Iran has begun an internal probe to examine why the Gaza-based Hamas terrorist organization failed with its numerous rocket barrages to destroy southern Israeli communities or wound more IDF soldiers during Operation Cast Lead.

The Islamic Republic, which has underwritten the cost of training and arming most of Gaza's terrorists, announced plans to ship long-range Fajr missiles into the region to resupply Hamas's depleted arsenal.

If fired from Gaza, Fajr missiles, with a range of 70 kilometers (43 miles), would be capable of reaching Tel Aviv and elsewhere in the Gush Dan central region.

According to intelligence sources, Tehran has already begun the process of building a new supply line to replenish depleted stocks of missiles and other materiel for Gaza terrorists.

However, it will be much harder for Hamas to "import" Iranian-produced Fajr missiles, since they are much larger than the long-range Grad rockets they have used to attack southern Israel until now.

The Fajr missile measures 10 meters (33 feet) in length, as opposed to the 2-meter (6.56-ft) Grad rocket. Short-range, locally-manufactured Kassam rockets are even smaller, although they create just as much damage within their 10-kilometer (6 miles) range of attack.

According to the IDF, soldiers have destroyed more than 80 percent of the smuggling tunnels under the Philadelphi Corridor that runs the length of Gaza's border with Egypt.

Hamas currently is left with less than 1,000 of the 3,000 rockets and missiles it had at the start of Operation Cast Lead, a supply it is trying to replenish through smuggling by sea routes as well as through those tunnels that still remain undamaged.

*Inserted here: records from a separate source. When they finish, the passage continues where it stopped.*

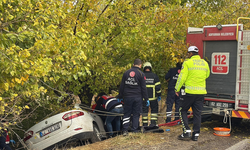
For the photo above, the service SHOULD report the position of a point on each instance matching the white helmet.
(147, 64)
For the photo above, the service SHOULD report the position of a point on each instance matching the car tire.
(96, 134)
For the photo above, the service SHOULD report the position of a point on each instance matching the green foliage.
(52, 48)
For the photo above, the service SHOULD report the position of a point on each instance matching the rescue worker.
(193, 77)
(4, 137)
(153, 85)
(132, 91)
(172, 98)
(111, 105)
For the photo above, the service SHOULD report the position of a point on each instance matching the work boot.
(185, 136)
(125, 133)
(195, 136)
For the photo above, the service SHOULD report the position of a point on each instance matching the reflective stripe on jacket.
(153, 85)
(193, 76)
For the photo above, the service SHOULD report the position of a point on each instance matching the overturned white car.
(64, 128)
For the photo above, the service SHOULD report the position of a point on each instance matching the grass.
(133, 140)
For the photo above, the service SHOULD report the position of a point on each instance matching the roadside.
(168, 139)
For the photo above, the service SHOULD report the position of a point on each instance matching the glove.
(148, 103)
(119, 100)
(12, 141)
(159, 98)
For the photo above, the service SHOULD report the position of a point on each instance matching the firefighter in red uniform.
(153, 85)
(4, 137)
(132, 91)
(172, 98)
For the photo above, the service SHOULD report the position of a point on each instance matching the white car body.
(65, 127)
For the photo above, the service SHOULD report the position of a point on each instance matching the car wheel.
(96, 134)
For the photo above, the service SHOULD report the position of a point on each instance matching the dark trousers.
(171, 99)
(154, 112)
(3, 145)
(132, 105)
(196, 102)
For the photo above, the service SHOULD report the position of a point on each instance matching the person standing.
(132, 91)
(153, 85)
(172, 98)
(111, 105)
(193, 77)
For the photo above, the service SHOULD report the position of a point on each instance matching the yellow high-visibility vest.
(193, 76)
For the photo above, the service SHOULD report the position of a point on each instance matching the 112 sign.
(220, 63)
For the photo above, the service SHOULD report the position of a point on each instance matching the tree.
(53, 49)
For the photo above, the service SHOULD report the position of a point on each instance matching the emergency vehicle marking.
(132, 74)
(220, 63)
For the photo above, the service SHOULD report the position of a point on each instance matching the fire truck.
(227, 50)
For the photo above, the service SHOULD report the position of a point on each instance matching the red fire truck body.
(227, 51)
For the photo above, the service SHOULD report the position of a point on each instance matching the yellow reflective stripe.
(194, 88)
(150, 86)
(158, 83)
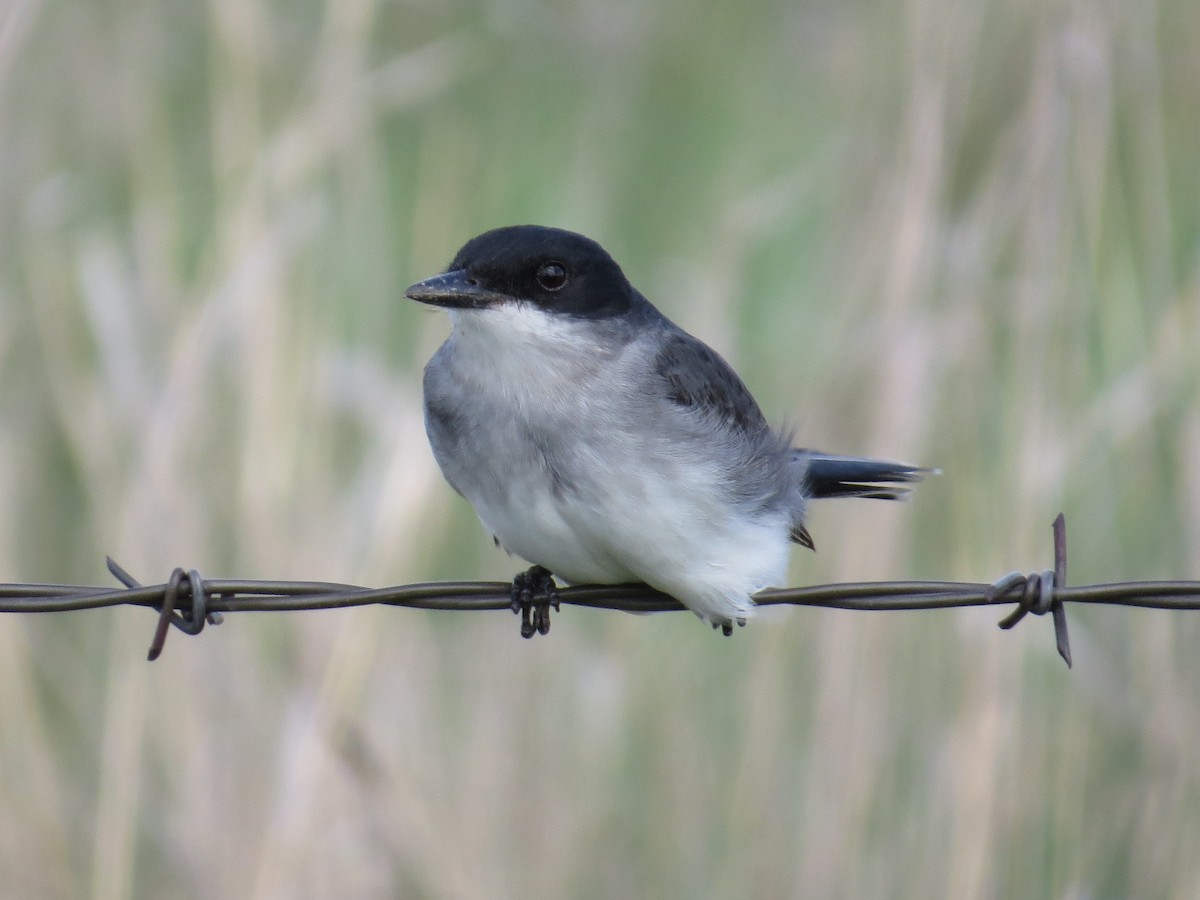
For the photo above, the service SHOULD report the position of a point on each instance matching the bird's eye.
(552, 276)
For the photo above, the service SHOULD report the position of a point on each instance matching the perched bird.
(605, 444)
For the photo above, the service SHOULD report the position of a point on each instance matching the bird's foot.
(727, 627)
(533, 594)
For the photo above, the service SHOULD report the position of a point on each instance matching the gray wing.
(696, 378)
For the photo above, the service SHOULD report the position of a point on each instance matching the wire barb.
(1039, 592)
(189, 601)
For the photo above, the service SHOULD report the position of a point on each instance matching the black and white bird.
(603, 443)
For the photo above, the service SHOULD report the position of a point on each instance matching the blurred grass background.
(963, 234)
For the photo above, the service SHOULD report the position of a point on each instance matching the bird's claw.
(727, 627)
(533, 595)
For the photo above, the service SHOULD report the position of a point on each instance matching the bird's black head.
(558, 271)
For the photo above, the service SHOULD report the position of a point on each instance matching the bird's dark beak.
(455, 289)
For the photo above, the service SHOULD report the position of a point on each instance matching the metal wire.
(189, 601)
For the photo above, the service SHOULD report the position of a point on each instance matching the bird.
(604, 444)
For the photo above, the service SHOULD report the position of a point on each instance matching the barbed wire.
(190, 601)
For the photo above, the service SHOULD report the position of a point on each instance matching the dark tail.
(857, 477)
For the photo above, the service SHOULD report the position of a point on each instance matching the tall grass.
(964, 234)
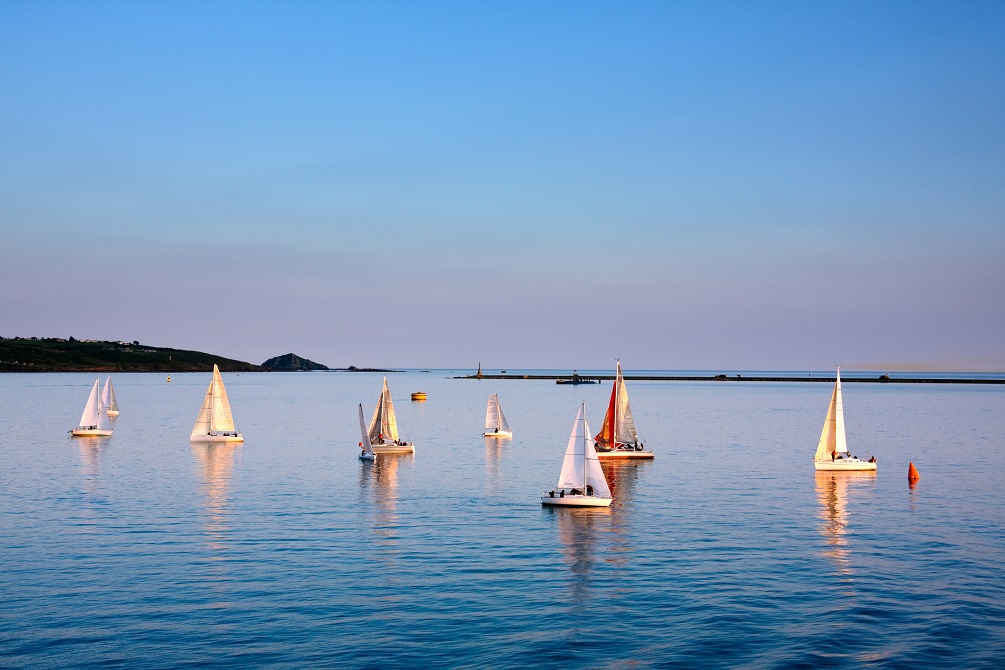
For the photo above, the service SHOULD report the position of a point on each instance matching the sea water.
(728, 549)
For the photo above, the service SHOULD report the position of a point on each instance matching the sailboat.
(94, 420)
(367, 450)
(832, 450)
(495, 423)
(581, 472)
(215, 422)
(617, 437)
(109, 398)
(383, 431)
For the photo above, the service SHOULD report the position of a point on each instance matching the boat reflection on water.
(580, 529)
(622, 478)
(493, 467)
(217, 462)
(832, 491)
(90, 461)
(379, 492)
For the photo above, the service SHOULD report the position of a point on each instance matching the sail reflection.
(217, 461)
(381, 478)
(90, 461)
(832, 491)
(493, 467)
(622, 478)
(579, 531)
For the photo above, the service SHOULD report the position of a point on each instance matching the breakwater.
(878, 379)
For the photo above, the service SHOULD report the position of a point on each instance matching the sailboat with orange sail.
(617, 437)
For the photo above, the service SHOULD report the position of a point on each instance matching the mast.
(617, 395)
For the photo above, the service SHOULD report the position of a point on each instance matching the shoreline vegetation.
(878, 379)
(56, 355)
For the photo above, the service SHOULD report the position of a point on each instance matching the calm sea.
(144, 550)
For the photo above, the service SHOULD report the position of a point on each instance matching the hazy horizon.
(683, 186)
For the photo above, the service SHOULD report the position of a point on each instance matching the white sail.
(494, 419)
(109, 397)
(367, 447)
(832, 436)
(624, 427)
(215, 417)
(94, 415)
(581, 467)
(383, 425)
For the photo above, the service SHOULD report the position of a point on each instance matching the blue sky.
(683, 185)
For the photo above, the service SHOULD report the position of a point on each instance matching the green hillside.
(57, 355)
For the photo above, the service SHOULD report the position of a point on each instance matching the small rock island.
(290, 363)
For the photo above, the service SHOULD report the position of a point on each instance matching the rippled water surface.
(144, 550)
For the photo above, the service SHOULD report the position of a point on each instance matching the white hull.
(392, 448)
(623, 454)
(217, 438)
(844, 465)
(576, 501)
(89, 432)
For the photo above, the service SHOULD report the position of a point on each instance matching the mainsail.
(494, 419)
(619, 426)
(383, 426)
(832, 436)
(215, 415)
(109, 397)
(94, 414)
(581, 467)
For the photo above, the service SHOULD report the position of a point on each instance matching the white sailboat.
(581, 472)
(832, 449)
(367, 450)
(617, 437)
(109, 398)
(495, 423)
(383, 430)
(94, 420)
(215, 422)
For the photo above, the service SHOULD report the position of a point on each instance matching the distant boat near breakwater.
(580, 378)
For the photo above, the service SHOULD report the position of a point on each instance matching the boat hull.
(391, 448)
(844, 465)
(575, 501)
(621, 454)
(217, 438)
(89, 432)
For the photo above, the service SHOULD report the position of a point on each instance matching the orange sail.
(606, 436)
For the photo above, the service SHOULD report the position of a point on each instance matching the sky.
(548, 184)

The terrorist group fired more than 600 of the rockets at southern Israel during the course of the military campaign, and the IDF destroyed an additional 1,200. However, there are still several dozen Grad-type Katyusha rockets left in the Hamas arsenal, said intelligence sources, in addition to the hundreds of other shorter-range rockets that are easily manufactured within Gaza's borders.

Government officials have said that smuggling of arms by Hamas into Gaza would be reason enough to resume military operations against terrorist groups in the region.